Мы с двумя моими лучшими подругами живем в сорока пяти секундах друг от друга. С Дженни и Шонной мы разделяем около двадцати миллионов общих воспоминаний. Пока я печатаю этот абзац, мы сидим в моем доме на озере. Я нахожусь на втором этаже, а они, уже разобрав мне шкафы, красят стены на первом. (Мы договорились встретиться на пристани в 5:30 вечера и понаблюдать за закатом. Да, мне всегда нужен приз за проделанный труд. «Где же моя золотая медаль за работу, за которую я получаю зарплату?» — спрашивает Эннеаграмма третьего типа.)
Мы вместе путешествуем по миру и всегда придерживаемся безвкусной традиции: в каждом новом месте мы покупаем одинаковые толстовки с названием города. Великие угодники, я не имею в виду те модные свитшоты, которые носят с леггинсами или обтягивающими джинсами! Нет, мы покупаем самые отвратительные, плохо сидящие, безвкусные кофты, которые только можем найти. Своим видом они просто обязаны кричать «туристы!» и желательно, но не обязательно, иметь флуоресцентный шрифт. Мы берем их на заправке или у подозрительных уличных продавцов и сразу покупаем на три размера больше, поскольку после стирки они уменьшаются в два раза, как и все толстовки за $5,99. Мы не станем покупать свитшоты, если в наличии нет нужных размеров или достаточного количества одинаковых экземпляров, поскольку все они должны соответствовать нашим критериям. Иначе в чем тогда смысл путешествия?
Мы (все трое) носим кофты именно в том городе, где их и купили. Мужья одобряют идею, за исключением нескольких конкретных случаев. (В Афинах, например, мы напечатали на толстовках свои имена на греческом языке, а потом надели их в велосипедный тур.) Мы делаем это без иронии, без стыда.
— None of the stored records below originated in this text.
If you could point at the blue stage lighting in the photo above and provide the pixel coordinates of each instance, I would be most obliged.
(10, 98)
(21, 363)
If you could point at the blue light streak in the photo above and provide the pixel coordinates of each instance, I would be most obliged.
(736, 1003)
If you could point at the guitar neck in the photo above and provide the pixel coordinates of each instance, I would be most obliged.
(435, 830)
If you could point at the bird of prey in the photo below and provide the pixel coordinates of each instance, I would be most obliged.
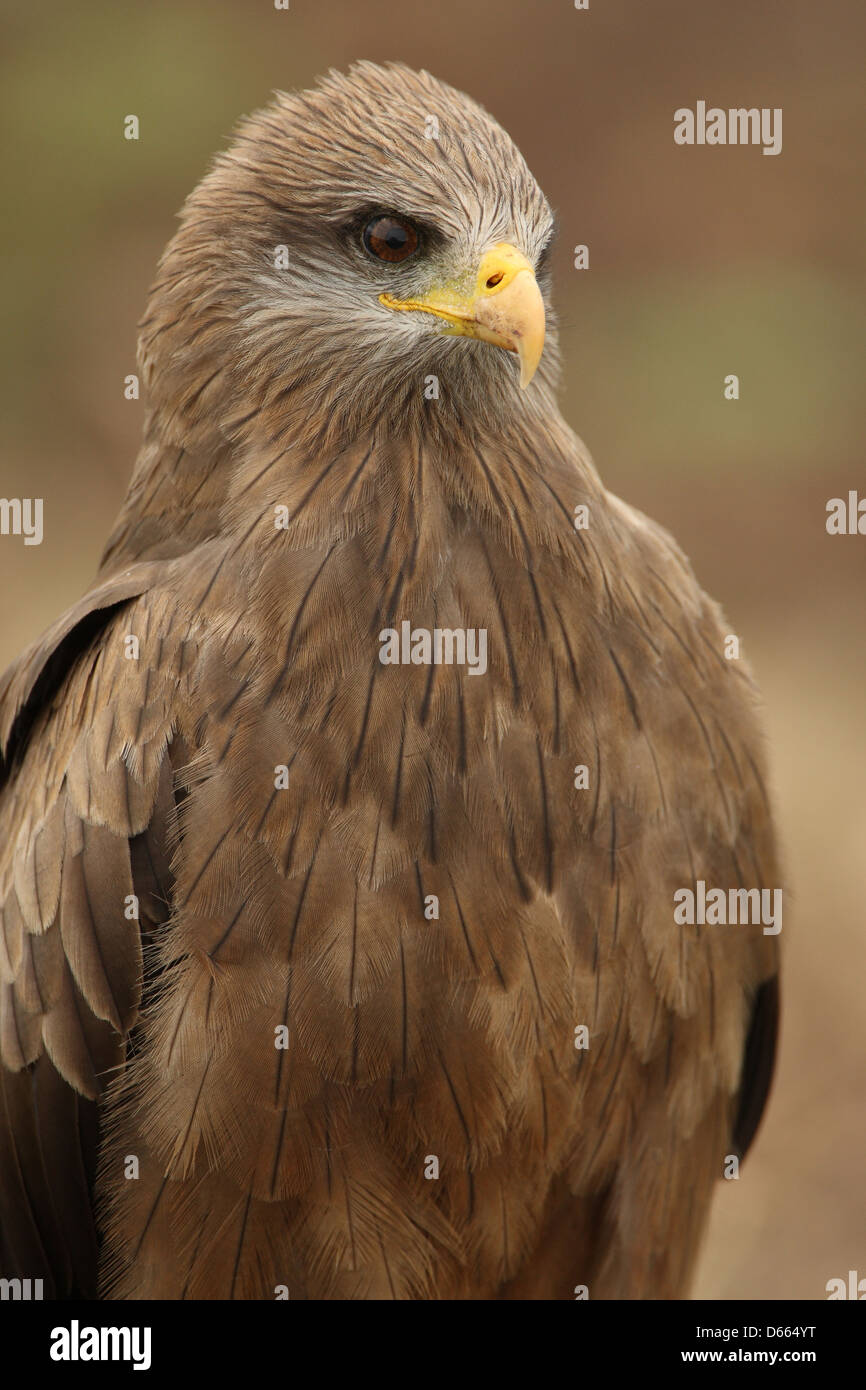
(342, 819)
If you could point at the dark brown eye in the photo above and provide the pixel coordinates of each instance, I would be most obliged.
(391, 238)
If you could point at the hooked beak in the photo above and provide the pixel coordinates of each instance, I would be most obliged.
(505, 307)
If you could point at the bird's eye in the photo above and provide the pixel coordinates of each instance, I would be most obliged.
(389, 238)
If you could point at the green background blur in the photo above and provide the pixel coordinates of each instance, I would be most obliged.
(704, 262)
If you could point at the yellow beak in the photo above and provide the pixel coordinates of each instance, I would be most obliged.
(503, 307)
Правила таковы: мы не обязаны извиняться; никаких комментариев гиду, объясняющих наше дурачество; никаких смешков с официантами во время ужина в ресторане в Сан-Франциско (в коралловых толстовках размера XXL с надписью «Я ♥
Сан-Франциско»). Мы с большим достоинством поддерживаем свой модный выбор, точно три яркие королевы Елизаветы.Наша подруга Эми однажды поехала с нами в Сиэтл, а через несколько месяцев, организовывая гаражную распродажу в церкви, в одной из коробок Дженни нашла огненно-красную толстовку. Дженни подошла к Эми, держа в руках осиротевший сувенир, и низким, страшным голосом спросила:
— Что. Это. Такое?
Толстовки — это навсегда. Не знаю, зачем это объяснять. Они — комплексная сделка с сестринством, подкрепленная миллионом разговоров и миллиардом шуток. Я отдаю должное девчонкам за глубокое чувство причастности, которое поддерживало меня в столь неожиданной общественной жизни. Хотя я и люблю гиперболы, здесь я не преувеличиваю: я просто не представляю свою жизнь без них.
Богатые взаимоотношения с глубоким взаимопониманием занимают центральное место в богословии моей души. Да, для меня важны многие аспекты. Карьера тоже имеет огромное значение, и я стремлюсь представить миру самую лучшую, искреннюю работу, на которую только способна. И даже если бы что-то в ней подверглось внезапным переменам, я уверена, что смогла бы подстроиться. Но если бы я потеряла работу и у меня остались бы только семья и друзья, я бы все равно считала себя самой счастливой женщиной в мире. Моя жизнь черпает величайший смысл, силу и энергию из людей, которых я люблю и которые любят меня.
Как-то я разговаривала по телефону с христианским лидером, под чьим наставлением я находилась многие годы. У нас с ней разный подход к теологии и разные стили проповедования, но ведь любая сестра — это сестра, не так ли? Когда мы обсуждали различия в методиках, я сказала ей: «В изложенной Иисусом истине — любить Господа и любить ближнего своего — ты предпочитаешь склоняться к любви к Господу, пока я склоняюсь к любви к ближнему. Очевидно, мы обе любим как Бога, так и людей, но при этом мы ориентированы на разное».
Любовь к людям имеет для меня огромный смысл. Я не могу отделить политику, теологию, риторику, теории и интерпретации от людей, на которых они влияют. Я не вижу в таком подходе никакой объективности. Я оцениваю достоинства каждой идеи, основываясь на том, как она влияет на реальных людей. Я хочу, чтобы люди знали, что они любимы. Для меня важно, чтобы они понимали свои возможности для процветания. Я верю, что любовь к людям прекрасно вписывается в рамки любви к Господу, поэтому, когда «любовь к Богу» приводит к боли, отторжению, ущербу или травме для людей, значит, мы абсолютно неправильно любим и Господа. Это уже не его ошибка, а наша.